The people behind the numbers

As planners, we should always be striving to better understand the needs of those we are planning for, because our planning and design decisions have real effects on people's lives.

As new data sources and digital innovations deliver large increases in travel information to transport planners, there is a risk that easier access to data will increase the distance between planning practice and the individuals we affect. We have a great opportunity to harness emerging data sources and digital methods to better understand the people we are planning for; but we must demand a focus on people from ourselves, our peers and our clients.

Transport planning is full of numbers – flows of vehicles and people in units per hour, patronage forecasts, measures of delay and levels of service, numerical warrants for justification of infrastructure, and simulation tools that model the movement of pedestrians, vehicles and freight.

It’s easy to forget that the planning and design decisions we make affect the real people those numbers represent – real flesh and blood people going about their lives and making rational and not so rational decisions.


People are messy. They make decisions that sometimes seem strange and their behaviour is influenced by things we struggle to understand. Because of this, aggregating their behaviour has been necessary for a lot of transport planning work ”

Brian Smith

At the same time, transport agencies are asking us to make people the focus of our work.

The NSW Government for instance says “The customer is at the centre of everything we do in transport” and Queensland’s TransLink agency, responsible for the coordination and integration of train, bus and ferry services, operates with “a customers first focus”.

Bus stop in Rotura NZ Bus stop in Rotura NZ

I had a vivid demonstration of the value of this customer-first approach many years ago in Rotorua, New Zealand, where I was working on restructuring bus services. At the time, Rotorua had high unemployment and some of the worst social deprivation in the country, so the bus network was intended for (and mainly used by) transport disadvantaged people. Fewer than 1% of residents used the bus to get to work. It’s also a tourist destination, so many jobs are in businesses that cater for visitors, with plenty of late-closing restaurants and supermarkets.

The Rotorua bus network had been designed consistent with best practice bus network planning at the time.
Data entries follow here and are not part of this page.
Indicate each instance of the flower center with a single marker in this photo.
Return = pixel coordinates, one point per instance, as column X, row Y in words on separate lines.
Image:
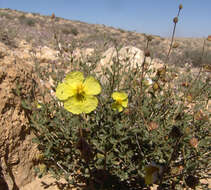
column 119, row 101
column 80, row 92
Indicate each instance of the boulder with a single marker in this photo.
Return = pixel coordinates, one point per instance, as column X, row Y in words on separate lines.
column 17, row 151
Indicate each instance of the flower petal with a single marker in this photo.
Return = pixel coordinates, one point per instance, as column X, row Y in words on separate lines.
column 119, row 96
column 91, row 86
column 76, row 106
column 74, row 77
column 64, row 91
column 115, row 106
column 124, row 103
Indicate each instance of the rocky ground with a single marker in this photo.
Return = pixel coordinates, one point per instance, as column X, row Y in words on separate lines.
column 27, row 39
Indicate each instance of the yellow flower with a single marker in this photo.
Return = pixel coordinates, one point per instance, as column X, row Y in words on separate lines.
column 121, row 100
column 78, row 93
column 152, row 173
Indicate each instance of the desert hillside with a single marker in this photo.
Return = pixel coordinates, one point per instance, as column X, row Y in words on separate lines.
column 40, row 31
column 37, row 51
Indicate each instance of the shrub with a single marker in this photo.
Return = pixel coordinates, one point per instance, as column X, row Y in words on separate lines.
column 152, row 129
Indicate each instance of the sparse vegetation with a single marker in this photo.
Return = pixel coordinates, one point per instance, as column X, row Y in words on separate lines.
column 121, row 127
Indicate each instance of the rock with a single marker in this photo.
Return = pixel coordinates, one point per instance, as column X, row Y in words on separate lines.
column 126, row 55
column 16, row 148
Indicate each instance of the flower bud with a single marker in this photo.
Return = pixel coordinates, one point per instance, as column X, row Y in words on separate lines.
column 175, row 132
column 192, row 181
column 175, row 20
column 149, row 38
column 175, row 45
column 147, row 53
column 209, row 38
column 53, row 16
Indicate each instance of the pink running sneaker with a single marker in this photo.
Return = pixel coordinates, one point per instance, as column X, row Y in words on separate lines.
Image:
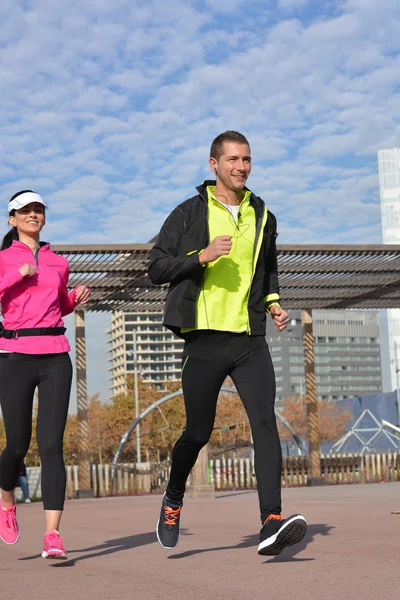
column 53, row 545
column 9, row 531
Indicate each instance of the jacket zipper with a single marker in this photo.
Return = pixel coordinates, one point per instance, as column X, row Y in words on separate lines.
column 207, row 243
column 256, row 254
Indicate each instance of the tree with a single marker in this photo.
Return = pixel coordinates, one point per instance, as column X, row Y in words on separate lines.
column 333, row 419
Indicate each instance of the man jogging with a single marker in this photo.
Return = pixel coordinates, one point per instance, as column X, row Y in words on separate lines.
column 217, row 251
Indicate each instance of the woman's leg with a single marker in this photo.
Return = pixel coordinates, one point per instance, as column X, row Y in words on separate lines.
column 54, row 391
column 17, row 387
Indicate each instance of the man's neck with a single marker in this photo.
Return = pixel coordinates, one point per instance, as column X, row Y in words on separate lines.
column 226, row 196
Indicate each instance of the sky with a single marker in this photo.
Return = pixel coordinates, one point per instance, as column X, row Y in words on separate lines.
column 108, row 110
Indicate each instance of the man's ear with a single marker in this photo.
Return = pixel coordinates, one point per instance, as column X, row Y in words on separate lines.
column 213, row 164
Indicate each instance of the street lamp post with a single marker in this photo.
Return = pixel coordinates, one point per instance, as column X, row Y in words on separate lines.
column 135, row 373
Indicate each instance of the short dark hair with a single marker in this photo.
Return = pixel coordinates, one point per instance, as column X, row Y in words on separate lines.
column 217, row 146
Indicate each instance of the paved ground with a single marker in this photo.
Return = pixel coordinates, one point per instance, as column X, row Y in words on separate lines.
column 351, row 551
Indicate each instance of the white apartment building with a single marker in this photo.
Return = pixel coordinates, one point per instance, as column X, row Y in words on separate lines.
column 389, row 184
column 158, row 350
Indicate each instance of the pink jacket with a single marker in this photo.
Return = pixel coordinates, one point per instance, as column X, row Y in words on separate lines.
column 37, row 301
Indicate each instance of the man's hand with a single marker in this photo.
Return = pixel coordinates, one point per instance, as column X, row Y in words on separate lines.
column 220, row 246
column 280, row 317
column 27, row 270
column 82, row 294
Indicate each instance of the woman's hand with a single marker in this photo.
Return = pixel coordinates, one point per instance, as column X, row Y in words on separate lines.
column 82, row 294
column 27, row 270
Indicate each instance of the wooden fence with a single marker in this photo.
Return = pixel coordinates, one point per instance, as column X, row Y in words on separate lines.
column 238, row 473
column 230, row 473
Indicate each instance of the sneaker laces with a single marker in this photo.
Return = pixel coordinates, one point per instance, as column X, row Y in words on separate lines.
column 274, row 518
column 56, row 540
column 11, row 519
column 171, row 515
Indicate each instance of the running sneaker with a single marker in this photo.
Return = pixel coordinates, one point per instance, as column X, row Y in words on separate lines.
column 168, row 523
column 277, row 533
column 9, row 531
column 53, row 545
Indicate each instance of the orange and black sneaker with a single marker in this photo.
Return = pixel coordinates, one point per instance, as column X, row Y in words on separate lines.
column 168, row 523
column 277, row 533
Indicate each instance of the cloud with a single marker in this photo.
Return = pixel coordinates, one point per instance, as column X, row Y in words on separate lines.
column 109, row 109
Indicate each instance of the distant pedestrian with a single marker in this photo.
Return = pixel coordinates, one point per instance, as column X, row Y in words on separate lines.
column 34, row 353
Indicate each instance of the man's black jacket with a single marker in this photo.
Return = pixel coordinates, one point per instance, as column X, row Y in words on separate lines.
column 174, row 259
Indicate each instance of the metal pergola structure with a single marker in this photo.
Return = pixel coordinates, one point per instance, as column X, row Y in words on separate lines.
column 311, row 277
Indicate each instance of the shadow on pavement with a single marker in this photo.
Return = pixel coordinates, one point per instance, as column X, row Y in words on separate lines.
column 252, row 541
column 108, row 547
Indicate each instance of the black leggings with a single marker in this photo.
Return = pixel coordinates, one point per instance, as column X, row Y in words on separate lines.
column 20, row 374
column 208, row 358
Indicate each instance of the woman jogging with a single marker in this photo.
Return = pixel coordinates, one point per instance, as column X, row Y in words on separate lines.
column 34, row 353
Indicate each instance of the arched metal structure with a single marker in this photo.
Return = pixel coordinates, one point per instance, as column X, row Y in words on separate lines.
column 149, row 409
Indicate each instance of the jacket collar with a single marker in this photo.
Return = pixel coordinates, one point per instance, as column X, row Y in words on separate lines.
column 256, row 202
column 17, row 245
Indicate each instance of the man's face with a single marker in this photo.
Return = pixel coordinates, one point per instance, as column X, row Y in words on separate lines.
column 234, row 165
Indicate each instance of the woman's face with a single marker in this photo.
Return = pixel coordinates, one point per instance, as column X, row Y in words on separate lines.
column 30, row 219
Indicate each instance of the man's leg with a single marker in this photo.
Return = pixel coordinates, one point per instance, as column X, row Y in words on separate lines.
column 254, row 378
column 205, row 366
column 253, row 375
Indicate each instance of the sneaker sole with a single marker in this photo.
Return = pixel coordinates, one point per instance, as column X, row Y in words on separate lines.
column 54, row 556
column 9, row 543
column 291, row 533
column 161, row 544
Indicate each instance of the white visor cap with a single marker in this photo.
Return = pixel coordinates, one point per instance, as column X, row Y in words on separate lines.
column 24, row 199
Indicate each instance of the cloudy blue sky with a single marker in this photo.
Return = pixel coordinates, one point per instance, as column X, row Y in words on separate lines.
column 108, row 110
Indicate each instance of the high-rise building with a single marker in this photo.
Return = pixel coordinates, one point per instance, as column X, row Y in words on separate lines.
column 158, row 350
column 389, row 184
column 347, row 355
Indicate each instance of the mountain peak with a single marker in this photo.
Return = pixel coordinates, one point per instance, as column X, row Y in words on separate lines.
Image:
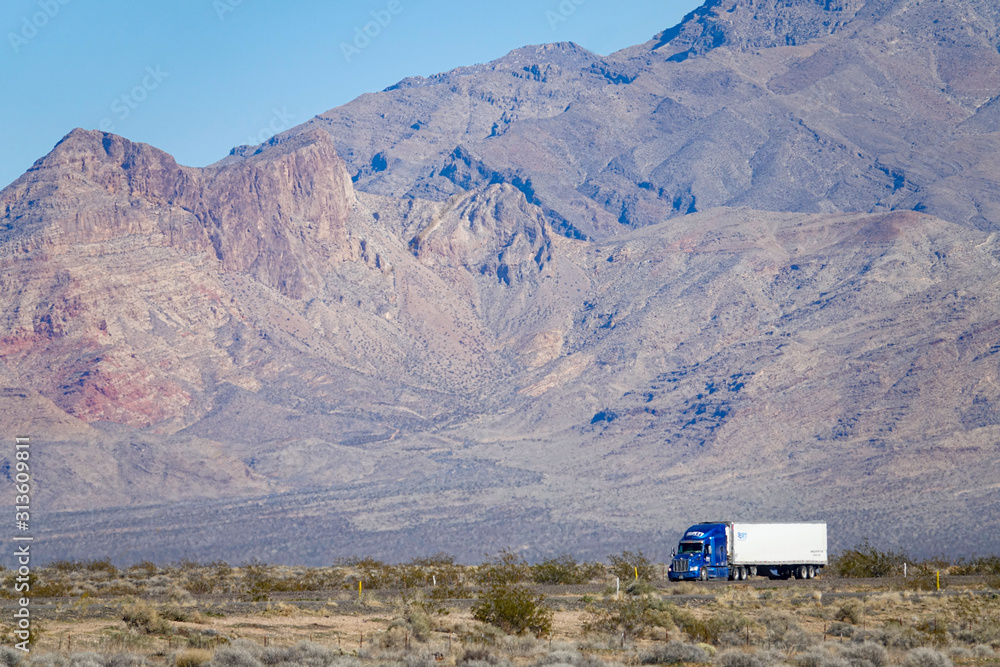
column 748, row 24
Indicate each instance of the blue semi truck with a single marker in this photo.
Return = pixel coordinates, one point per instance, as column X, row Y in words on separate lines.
column 736, row 551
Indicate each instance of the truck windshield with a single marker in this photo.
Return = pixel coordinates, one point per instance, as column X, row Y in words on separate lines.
column 690, row 548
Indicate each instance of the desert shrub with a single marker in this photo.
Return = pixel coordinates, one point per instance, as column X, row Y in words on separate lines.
column 926, row 577
column 513, row 608
column 926, row 657
column 200, row 583
column 820, row 659
column 839, row 629
column 10, row 657
column 640, row 587
column 303, row 654
column 960, row 653
column 557, row 657
column 866, row 654
column 143, row 568
column 740, row 659
column 414, row 623
column 482, row 656
column 988, row 565
column 236, row 654
column 124, row 660
column 867, row 561
column 193, row 657
column 565, row 570
column 851, row 611
column 983, row 651
column 505, row 568
column 86, row 660
column 105, row 566
column 782, row 630
column 627, row 616
column 142, row 617
column 625, row 566
column 727, row 627
column 48, row 587
column 672, row 653
column 256, row 583
column 934, row 630
column 180, row 614
column 49, row 660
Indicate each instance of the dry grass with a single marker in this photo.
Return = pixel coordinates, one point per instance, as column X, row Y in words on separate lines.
column 181, row 621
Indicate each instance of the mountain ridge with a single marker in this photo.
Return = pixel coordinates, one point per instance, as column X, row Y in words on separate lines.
column 545, row 301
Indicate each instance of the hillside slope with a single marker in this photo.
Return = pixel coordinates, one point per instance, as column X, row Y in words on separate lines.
column 557, row 302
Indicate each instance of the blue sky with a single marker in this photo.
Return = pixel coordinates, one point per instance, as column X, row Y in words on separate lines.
column 197, row 77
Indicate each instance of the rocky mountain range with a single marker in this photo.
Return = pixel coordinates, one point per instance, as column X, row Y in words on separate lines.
column 556, row 302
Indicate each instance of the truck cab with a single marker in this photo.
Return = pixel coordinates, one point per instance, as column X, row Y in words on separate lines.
column 703, row 553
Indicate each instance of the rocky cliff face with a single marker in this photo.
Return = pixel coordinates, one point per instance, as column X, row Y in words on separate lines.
column 785, row 106
column 751, row 261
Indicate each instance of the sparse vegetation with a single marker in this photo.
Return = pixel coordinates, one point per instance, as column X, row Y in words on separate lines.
column 867, row 561
column 409, row 617
column 513, row 608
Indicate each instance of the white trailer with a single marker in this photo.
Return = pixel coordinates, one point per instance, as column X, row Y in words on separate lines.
column 732, row 550
column 792, row 549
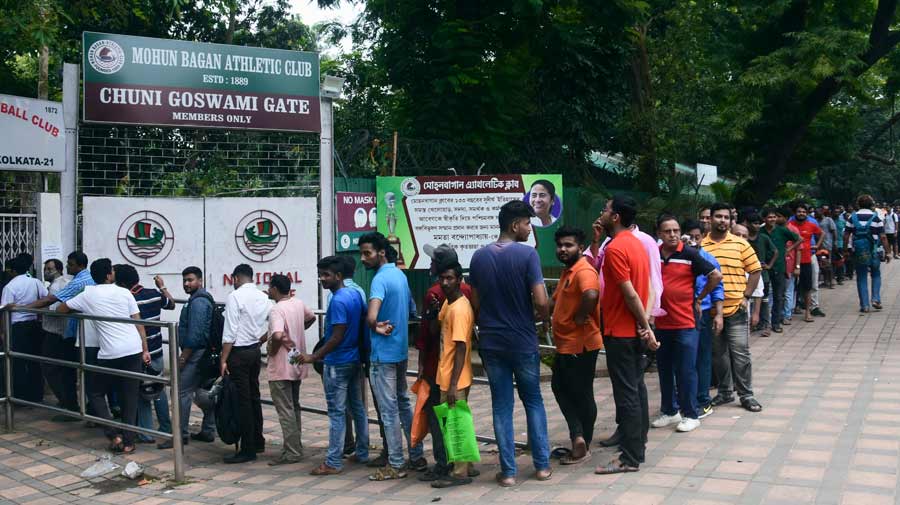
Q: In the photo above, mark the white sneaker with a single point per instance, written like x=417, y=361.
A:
x=687, y=424
x=664, y=420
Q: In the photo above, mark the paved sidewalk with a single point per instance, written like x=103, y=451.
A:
x=829, y=434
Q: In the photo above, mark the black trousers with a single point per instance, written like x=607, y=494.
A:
x=244, y=367
x=62, y=380
x=127, y=391
x=28, y=383
x=623, y=359
x=573, y=387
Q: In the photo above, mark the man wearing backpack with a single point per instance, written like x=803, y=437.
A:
x=867, y=229
x=194, y=336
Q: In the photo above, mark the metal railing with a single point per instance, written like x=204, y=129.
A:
x=9, y=355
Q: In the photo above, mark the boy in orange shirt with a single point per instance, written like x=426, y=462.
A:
x=576, y=334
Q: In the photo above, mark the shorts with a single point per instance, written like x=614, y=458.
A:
x=805, y=277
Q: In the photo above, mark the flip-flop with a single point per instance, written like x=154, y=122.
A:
x=569, y=460
x=613, y=468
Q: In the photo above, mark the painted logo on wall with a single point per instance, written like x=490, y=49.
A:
x=106, y=56
x=145, y=238
x=261, y=236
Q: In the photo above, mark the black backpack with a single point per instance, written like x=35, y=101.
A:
x=228, y=408
x=209, y=366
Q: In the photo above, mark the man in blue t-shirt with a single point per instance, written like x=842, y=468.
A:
x=507, y=288
x=388, y=319
x=340, y=352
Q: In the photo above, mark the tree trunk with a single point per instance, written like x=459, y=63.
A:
x=783, y=142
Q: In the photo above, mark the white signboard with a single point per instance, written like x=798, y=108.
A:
x=33, y=138
x=706, y=174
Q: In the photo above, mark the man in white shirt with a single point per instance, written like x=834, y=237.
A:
x=25, y=334
x=61, y=379
x=123, y=346
x=246, y=322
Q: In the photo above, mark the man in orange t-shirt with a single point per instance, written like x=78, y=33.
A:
x=576, y=333
x=626, y=331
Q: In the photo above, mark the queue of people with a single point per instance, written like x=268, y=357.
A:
x=691, y=295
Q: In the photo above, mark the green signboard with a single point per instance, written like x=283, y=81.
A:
x=140, y=80
x=417, y=213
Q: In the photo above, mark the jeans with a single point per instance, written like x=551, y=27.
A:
x=731, y=356
x=777, y=293
x=501, y=367
x=127, y=391
x=343, y=393
x=790, y=293
x=390, y=388
x=573, y=387
x=161, y=404
x=676, y=361
x=441, y=465
x=244, y=367
x=28, y=383
x=862, y=283
x=189, y=379
x=704, y=358
x=286, y=399
x=62, y=380
x=623, y=360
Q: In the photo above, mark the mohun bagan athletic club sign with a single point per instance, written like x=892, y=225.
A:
x=145, y=238
x=261, y=236
x=140, y=80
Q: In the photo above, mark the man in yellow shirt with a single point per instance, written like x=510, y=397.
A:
x=454, y=377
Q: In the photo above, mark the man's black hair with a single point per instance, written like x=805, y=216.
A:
x=665, y=216
x=547, y=184
x=690, y=224
x=100, y=270
x=79, y=258
x=333, y=264
x=719, y=206
x=244, y=270
x=456, y=267
x=195, y=271
x=281, y=283
x=56, y=264
x=126, y=276
x=512, y=211
x=626, y=207
x=22, y=263
x=376, y=240
x=569, y=231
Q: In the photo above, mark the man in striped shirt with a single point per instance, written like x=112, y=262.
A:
x=741, y=271
x=150, y=304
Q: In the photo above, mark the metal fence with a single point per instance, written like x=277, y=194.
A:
x=11, y=357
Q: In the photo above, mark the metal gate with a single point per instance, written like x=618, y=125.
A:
x=18, y=234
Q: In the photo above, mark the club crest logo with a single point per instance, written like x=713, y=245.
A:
x=106, y=56
x=261, y=236
x=145, y=238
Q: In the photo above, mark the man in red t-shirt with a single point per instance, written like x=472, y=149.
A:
x=806, y=229
x=677, y=330
x=429, y=345
x=626, y=330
Most houses were within 400m of a bus route, meaning that the bus routes meandered around the suburbs in big one-way loops and only operated every hour.

I rode the buses all around Rotorua for a week to get a feel for the network and its customers. What I saw on the buses convinced me that the way the bus network had been planned and managed was failing the people it was intended to serve.

Many bus users have few alternatives in employment and travel, so I saw people who were on the bus travelling to their jobs, making phone calls trying to arrange for people to pick them up at the end of their shift, which finished well after the buses stopped running. Many of the town’s casual employers, like supermarkets, opened ‘til 10.00pm seven days, but the buses stopped running at six on weeknights, earlier on Saturdays and didn’t run at all on Sundays.

Essentially, there was almost no match between the community’s need for travel, and the principles that were used for planning the bus services in the town.

In conventional public transport planning, the accepted wisdom is that people demand frequency and reliability most of all; but in Rotorua, the best improvement we could make would be to match the bus services’ span of hours with the actual times people who rely on them need to travel to and from work!


So, how do we make sure we really do put people at the centre of transport planning?

New developments in big data analytics and digital capabilities give us the opportunity to better understand travel behaviour at a much finer grain, including the ability to dynamically track and analyse individual travellers. However, at the same time, we can do site visits via Google Streetview, and the lag between data availability and the development of analytical tools that let us put the data in context, means there’s a risk of entrenching or increasing the distance from our customers.

As planners, we need to think beyond compliance with the usual standards and beyond transport planning generalisations, warrants and prevailing practice and make sure we dig deeper. Make identifying and understanding the customers of the transport and mobility product we are offering, a priority. We have a great opportunity to harness emerging data sources and digital methods to better understand the people we are planning for; and to ensure that people remain the focus of our work.

Thinking beyond compliance – or best practice – doesn’t mean abandoning tried and true planning principles, but requires us to remember that we are helping to shape peoples’ lives – go beyond the aggregated data and walk in peoples’ shoes.